Doveva essere il 2007, mi pare, avrò avuto ventun’anni, forse ventidue. Ero in macchina con la mia ragazza di allora (ho cercato un aggettivo possessivo che qualificasse il nostro passare del tempo insieme come una cosa che andasse univocamente da me a lei e non il contrario ma non sono riuscito a trovarlo: in ogni caso “mia” non rende affatto giustizia alla situazione) e stavamo andando sulle rive di un lago, Bracciano mi sembra, a fare pranzo. Sarebbe stata anche una cosa romantica se lei in realtà non fosse stata l’amante di un tizio sposato con figli che una volta mi ha pure urlato al telefono facendomi sentire un po’ come quello scemo dei filmati porno amatoriali con in basso a destra scritta in bianco una data qualsiasi degli anni ‘90 che se ne sta in un angolo a guardare (lui è il tizio bianchiccio e sovrappeso, di solito). Racconto questa scena perché mi ricordo perfettamente che in macchina stavamo parlando di letteratura (un po’ perché studiavamo entrambi filosofia e ci sentivamo in dovere di fare discorsi alti e un po’ perché io scrivevo già da un po’, molto male a dire la verità, ma avevo appena pubblicato un racconto su NA e mi sembrava assolutamente normale continuare a ribadirlo). Mi aveva chiesto quand’era stato che avevo capito il modo in cui avrei voluto scrivere, se ci fosse stato uno spartiacque forte tra la scrittura vagamente lirica dei miei sedici anni a quella di allora, perfettibilissima ma almeno più controllata, in un certo senso più matura (l’unica cosa lunga che avevo scritto si chiamava America, una cosa tutta simboli a caso e senzatetto, e a lei non era piaciuto). Io ho risposto che era stato Carver, l’artefice di tutto. E davvero credevo che fosse vero, perché anche se di Carver narratore ho recuperato col tempo quasi tutto, a quel tempo avevo letto solo una poesia, una di quelle più famose, questa:
Giù nello Stretto le onde schiumano,
come dicono qui. Il mare è mosso e meno male
che non sono uscito. Sono contento d’aver pescato
tutto il giorno a Morse Creek, trascinando avanti
e indietro un Daredevil rosso. Non ho preso niente.

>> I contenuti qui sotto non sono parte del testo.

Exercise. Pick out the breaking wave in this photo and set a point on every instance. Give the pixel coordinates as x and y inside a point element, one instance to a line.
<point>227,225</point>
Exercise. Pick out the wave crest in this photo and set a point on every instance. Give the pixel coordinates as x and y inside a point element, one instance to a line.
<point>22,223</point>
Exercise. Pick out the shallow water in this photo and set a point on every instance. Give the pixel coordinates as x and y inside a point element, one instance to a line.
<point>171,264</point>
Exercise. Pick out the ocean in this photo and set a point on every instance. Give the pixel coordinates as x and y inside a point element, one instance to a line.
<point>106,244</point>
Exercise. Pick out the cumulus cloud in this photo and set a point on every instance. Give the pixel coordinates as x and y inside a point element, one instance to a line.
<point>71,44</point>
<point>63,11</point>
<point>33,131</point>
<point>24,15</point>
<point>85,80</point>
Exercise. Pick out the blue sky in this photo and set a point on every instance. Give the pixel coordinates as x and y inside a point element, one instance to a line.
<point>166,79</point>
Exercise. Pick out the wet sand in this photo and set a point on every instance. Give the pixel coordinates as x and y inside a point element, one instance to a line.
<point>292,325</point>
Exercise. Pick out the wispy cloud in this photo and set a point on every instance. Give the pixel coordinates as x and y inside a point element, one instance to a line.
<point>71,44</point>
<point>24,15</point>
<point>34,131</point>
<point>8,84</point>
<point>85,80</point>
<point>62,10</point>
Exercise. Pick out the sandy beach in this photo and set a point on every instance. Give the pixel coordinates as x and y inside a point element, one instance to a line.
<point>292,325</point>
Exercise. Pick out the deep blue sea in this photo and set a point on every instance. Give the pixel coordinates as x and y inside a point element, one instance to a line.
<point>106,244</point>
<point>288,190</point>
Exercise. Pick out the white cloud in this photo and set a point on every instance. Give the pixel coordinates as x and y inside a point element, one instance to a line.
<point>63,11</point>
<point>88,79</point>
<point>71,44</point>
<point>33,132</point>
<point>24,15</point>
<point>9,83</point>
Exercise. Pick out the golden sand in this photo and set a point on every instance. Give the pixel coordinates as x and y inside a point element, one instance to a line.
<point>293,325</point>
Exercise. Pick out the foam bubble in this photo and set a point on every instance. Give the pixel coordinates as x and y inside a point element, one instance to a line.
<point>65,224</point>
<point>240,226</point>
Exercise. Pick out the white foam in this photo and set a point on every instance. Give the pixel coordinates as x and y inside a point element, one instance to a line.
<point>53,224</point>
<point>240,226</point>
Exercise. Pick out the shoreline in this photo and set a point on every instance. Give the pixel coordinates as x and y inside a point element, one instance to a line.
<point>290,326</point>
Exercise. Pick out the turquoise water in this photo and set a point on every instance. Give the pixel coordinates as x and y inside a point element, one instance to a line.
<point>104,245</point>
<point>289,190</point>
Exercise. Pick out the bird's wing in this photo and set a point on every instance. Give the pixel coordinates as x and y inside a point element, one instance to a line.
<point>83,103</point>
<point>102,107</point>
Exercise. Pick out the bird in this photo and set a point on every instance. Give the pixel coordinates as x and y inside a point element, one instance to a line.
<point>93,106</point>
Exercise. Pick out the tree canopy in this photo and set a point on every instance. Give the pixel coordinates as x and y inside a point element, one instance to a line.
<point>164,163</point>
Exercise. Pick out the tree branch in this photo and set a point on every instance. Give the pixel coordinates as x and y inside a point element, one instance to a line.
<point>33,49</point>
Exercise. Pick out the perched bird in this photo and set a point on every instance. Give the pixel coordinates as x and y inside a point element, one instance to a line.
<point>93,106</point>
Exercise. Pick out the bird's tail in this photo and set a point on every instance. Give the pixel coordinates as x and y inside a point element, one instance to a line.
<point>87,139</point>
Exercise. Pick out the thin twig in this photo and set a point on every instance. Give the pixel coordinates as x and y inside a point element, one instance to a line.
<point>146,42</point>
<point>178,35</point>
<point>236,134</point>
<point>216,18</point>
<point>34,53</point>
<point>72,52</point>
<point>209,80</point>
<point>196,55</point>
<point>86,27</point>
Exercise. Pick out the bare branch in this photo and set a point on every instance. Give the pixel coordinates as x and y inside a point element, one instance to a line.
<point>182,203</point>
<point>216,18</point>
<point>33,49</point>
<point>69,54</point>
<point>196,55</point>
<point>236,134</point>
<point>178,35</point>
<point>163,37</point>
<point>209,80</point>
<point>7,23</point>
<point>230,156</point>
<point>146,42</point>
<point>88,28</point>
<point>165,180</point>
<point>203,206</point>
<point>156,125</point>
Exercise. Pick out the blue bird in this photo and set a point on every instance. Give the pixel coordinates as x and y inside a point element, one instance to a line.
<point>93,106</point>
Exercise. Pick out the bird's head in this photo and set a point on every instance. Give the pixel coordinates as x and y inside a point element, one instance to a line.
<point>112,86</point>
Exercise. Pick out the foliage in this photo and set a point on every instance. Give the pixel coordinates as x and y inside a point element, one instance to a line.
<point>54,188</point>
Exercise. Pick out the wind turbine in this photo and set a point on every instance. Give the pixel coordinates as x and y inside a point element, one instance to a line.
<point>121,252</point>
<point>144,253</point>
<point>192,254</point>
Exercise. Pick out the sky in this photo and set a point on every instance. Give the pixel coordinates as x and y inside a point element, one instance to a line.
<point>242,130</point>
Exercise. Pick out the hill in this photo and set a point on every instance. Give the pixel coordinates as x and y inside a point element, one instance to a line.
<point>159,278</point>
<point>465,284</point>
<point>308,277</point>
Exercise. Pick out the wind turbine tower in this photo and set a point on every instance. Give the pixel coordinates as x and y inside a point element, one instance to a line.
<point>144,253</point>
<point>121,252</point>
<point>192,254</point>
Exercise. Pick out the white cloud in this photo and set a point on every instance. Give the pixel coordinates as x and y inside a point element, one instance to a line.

Neanche un morso. Ma mi sta bene così. È stato bello!
Avevo con me il temperino di tuo padre e sono stato seguito
per un po’ da una cagnetta che i padroni chiamavano Dixie.
A volte mi sentivo così felice che dovevo smettere
di pescare. A un certo punto mi sono sdraiato sulla sponda
e ho chiuso gli occhi per ascoltare il rumore che faceva l’acqua
e il vento fischiava sulla cima degli alberi, lo stesso vento
che soffia giù nello Stretto, eppure è diverso.
Per un po’ mi son concesso il lusso di immaginare che ero morto
e mi stava bene anche quello, almeno per un paio
di minuti, finché non me ne sono reso conto: Morto.
Mentre me ne stavo lì sdraiato a occhi chiusi,
dopo essermi immaginato come sarebbe stato
se non avessi davvero potuto più rialzarmi, ho pensato a te.
Ho aperto gli occhi e mi sono alzato subito
e son ritornato a essere contento.
È che te ne sono grato, capisci. E te lo volevo dire.
Io ho risposto Carver e lei, senza smettere di tenere le mani sul volante (naturalmente era lei che guidava), è rimasta in silenzio, ha fatto un mezzo sorriso compiaciuto e per un attimo brevissimo ha pensato di lasciare perdere questa cosa degli amanti e sposarmi la settimana dopo in una chiesa di campagna americana coi barattoli al posto dei bicchieri di vetro e un temporale che prima di benedirci si carica un po’ su un deserto in lontananza.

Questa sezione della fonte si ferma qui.